Durch eigenen Geiz alles verloren
In den Hungerjahren 1779, 80 und 81 lebte in der Odergegend ein Mann, dessen Feld Höhenland war und gut getragen hatte. Schon im Herbste waren die Preise hoch. Mit dem Winter und dem Frühjahr stiegen sie immer höher. Mancher Handelsmann klopfte an die Tür des Reichen; mancher Handwerker bat, er möchte ihm doch für gutes Geld einen Scheffel lassen. Aber alle wurden abgewiesen mit der Antwort: "Ich habe mir einen Satz gemacht: der Kornboden wird nicht eher geöffnet, als bis der Scheffel acht Taler kostet. Dabei bleibe ich!" - Und zum Zeichen hatte er an die Bodentür eine große, schwarze 8 mit Kohle gemalt. Der Winter verging, der Mai kam heran; die Preise waren hoch gestiegen, denn die gewaltigen Fluten hatten großen Schaden getan.
Am 7. Mai kam ein armer Leinweber, ein ehrlicher Meister aus dem Orte. Sein Gesicht sah vor Hunger und Gram selber aus wie graue Leinwand. Er zahlte ihm, damit der reiche Mann das Geld sähe, für einen halben Scheffel drei Taler, zweiundzwanzig Groschen auf den Tisch. Die zweiundzwanzig Groschen bestanden aus Dreiern, Vierlingen, Groschen und Sechsern vom alten Fritz, die man sonst wohl Stiefelknechte nannte; denn der Mann hatte alles zusammengesucht. Aber der Bauer sprach: "Euer Aufzählen hilft Euch nichts; der Scheffel kostet acht Taler; das ist mein Satz. Eher tue ich meinen Boden nicht auf. Und dann muss es ordentlich Kurant sein."

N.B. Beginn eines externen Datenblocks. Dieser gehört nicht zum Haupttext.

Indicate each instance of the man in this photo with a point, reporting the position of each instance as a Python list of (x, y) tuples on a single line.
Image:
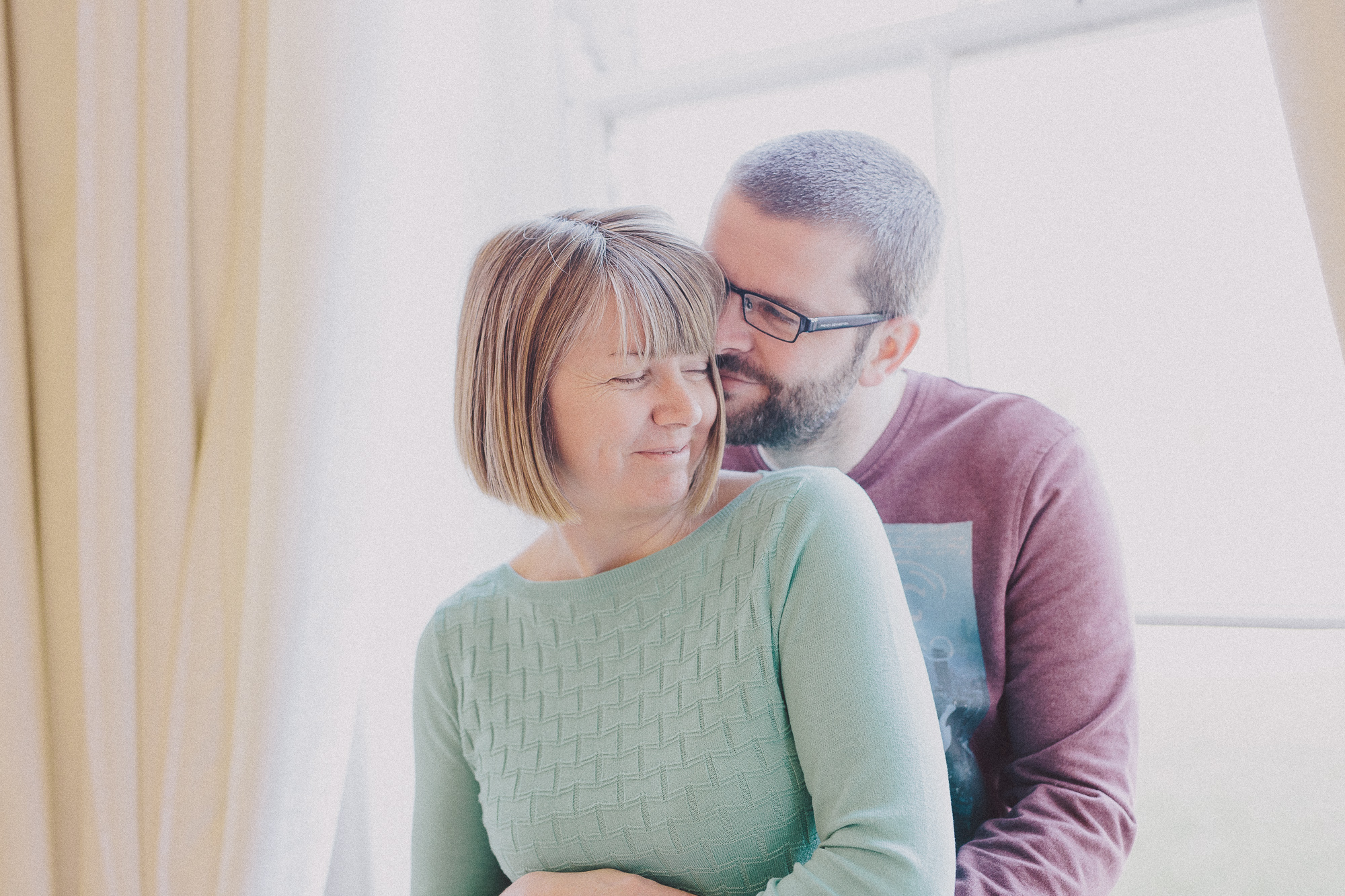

Des Bauern Söhnchen, ein Bürschchen von zehn Jahren, zupfte den Vater am Rocke: "Vater, gebt's ihm doch!" Aber der Vater prägte ihm mit einem Rippenstoß andere Grundsätze ins Herz. Der Weber musste sein Geld zusammenstreichen und heim wandern.
Den 8. Mai in der Abenddämmerung kam die Zeitung an. Einen Blick hinein und der Bauer fand, was er finden wollte: "Roggen acht Taler." - Da zitterten ihm die Glieder vor Freude. Er nahm ein Licht, ging auf den Boden und wollte übersehen, wie groß seine Einnahme sein werde. Indem er so durch die Haufen und gefüllten Säcke hinschreitet, strauchelt er an einem umgefallenen Sack, fällt selber, das Licht fliegt ihm aus der Hand und in einen Haufen Stroh, der daneben liegt. Ehe er sich aufraffen kann, steht das Stroh in hellen Flammen. Ehe an Hilfe zu denken ist, hat das Feuer Dachstuhl und Dielen ergriffen.
Um die Mitternacht desselben Tages, wo der Scheffel Roggen acht Taler galt, wo er auf seinen Satz gekommen war und seinen Boden öffnen wollte, stand er am Schutthaufen seines ganzen Gutes als ein armer Mann!